Four Diet Strategies for the Endomorph Body Types for Sustainable Fat Loss!

What is with body shape, and how it impacts our health and weight? Well, there are three types of body shape ecomorph, mesomorph, and endomorph, and people who are endomorph may find it harder to drop the extra fat. Let’s find out how two different body types can feel differently while eating the same thing.
Say you have a friend who eats Big Macs every other day and yet manages to look svelte without dropping a sweat, while someone like you may put on weight just by looking at food. Life isn’t fair, but then all you need to do is tweak the eating patterns, and you may not have to find it that hard to lose extra pounds. Even if you are an endomorph, you may still lose the fat and gain strength. Here’s how you can do it.
Include Macronutrients
The first rule of fat loss isn’t doing away with carbs entirely. Carbs are not enemies. They have an important role to play in your fat loss, more importantly, your health journey. Doing away without carbs can prove to be harmful to your hormonal health. Also, leaving out carbs may not prove to be sustainable in the long run. Yes, if you are targeting fat loss, you have to keep the insulin hormone in control.
So, you can watch your carb intake with a hawk’s eye on days you are not active. Insulin helps drive the carbs into the muscle and liver tissue, but in some cases, it may direct the carbs into fat and stubborn fat at that, creating problems for you. So, schedule your carb eating time during your workout time. On days that you plan to sit it out, you can up your protein and fat intake. Also, avoid high carb breakfasts such as pancakes and waffles and settle for eggs and spinach. However, on the days you manage to work out, eat the good carbs right before or after the workout to aid in recovery.
Consume More Vegetables
The hardest part of losing weight is to control your appetite. But it’s important to eat those foods that will be not only low in calories but will be filling as well. So, choose foods that are high in fiber, which will fill you satiate you. Foods like spinach, kale, and broccoli will be a great addition to your diet.
Eat slowly
People who are endomorph are carb sensitive too, or should we say carb intolerant. One person’s carb tolerance may not be the same as the next person’s.
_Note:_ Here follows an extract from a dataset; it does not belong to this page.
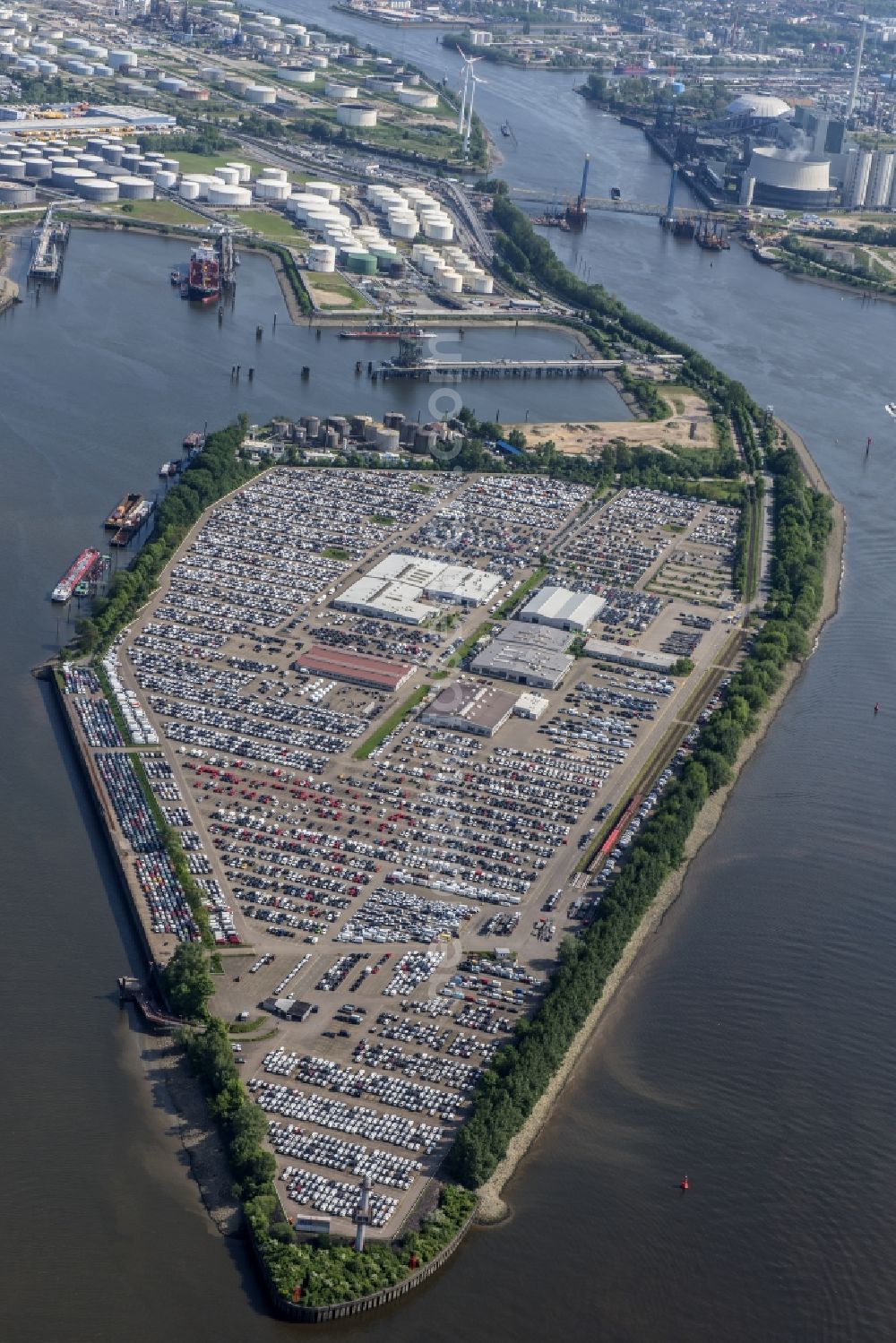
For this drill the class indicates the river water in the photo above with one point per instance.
(753, 1046)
And your carb intolerance may be dependant on your saliva. Salivary amylase is an enzyme in your saliva that helps in the digestion of the starches in carbohydrates.
The gene that makes up this amylase, AMY1, is different from one person to another. The more amylase you have, the easier it is to digest the carbs.
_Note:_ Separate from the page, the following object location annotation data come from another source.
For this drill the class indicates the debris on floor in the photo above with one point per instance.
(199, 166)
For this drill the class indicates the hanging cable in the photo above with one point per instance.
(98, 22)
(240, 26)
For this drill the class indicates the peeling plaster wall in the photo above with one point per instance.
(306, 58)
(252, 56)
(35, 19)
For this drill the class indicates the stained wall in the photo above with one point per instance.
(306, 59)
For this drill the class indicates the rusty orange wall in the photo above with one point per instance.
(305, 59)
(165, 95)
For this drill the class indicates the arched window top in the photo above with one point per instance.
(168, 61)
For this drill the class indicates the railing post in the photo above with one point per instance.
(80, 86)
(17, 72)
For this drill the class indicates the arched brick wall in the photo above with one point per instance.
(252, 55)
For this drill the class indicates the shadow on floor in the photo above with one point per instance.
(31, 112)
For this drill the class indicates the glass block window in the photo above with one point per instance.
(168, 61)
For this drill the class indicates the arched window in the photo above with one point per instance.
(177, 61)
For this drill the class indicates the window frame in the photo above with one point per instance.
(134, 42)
Research comparing 149 Swedish families that included siblings whose (BMI) or Body Mass Index differs more than 10 kg/m2. The biggest determining factor that impacted their BMI was the volume of AMY1 in their saliva. Let’s say you are deficient in that saliva. What should you do? The solution is pretty simple. All you need to do is be aware of every morsel you eat and take time to savor each bite. When you take more time to eat, the amylase takes more time to break the carbs you eat. The next time you are eating something, chew your food slowly, and you will soon notice a surprising effect on your weight.
Consume Proteins
Protein takes longer to digest than fats or carbs. Protein takes time to expend energy and is estimated to be as high as 30 percent. It also helps you to maintain your lean body mass. You need to stay in a calorie deficit, which will help maintain a lean body mass.
It will also boost your performance levels and manage your weight. So, when it comes to loading up on protein, the advantages are just far too many to ignore.
So, all is not lost. Even if you are an endomorph, you still have hope and will lose the extra fat if you follow these diet tricks. Good luck with your weight loss journey!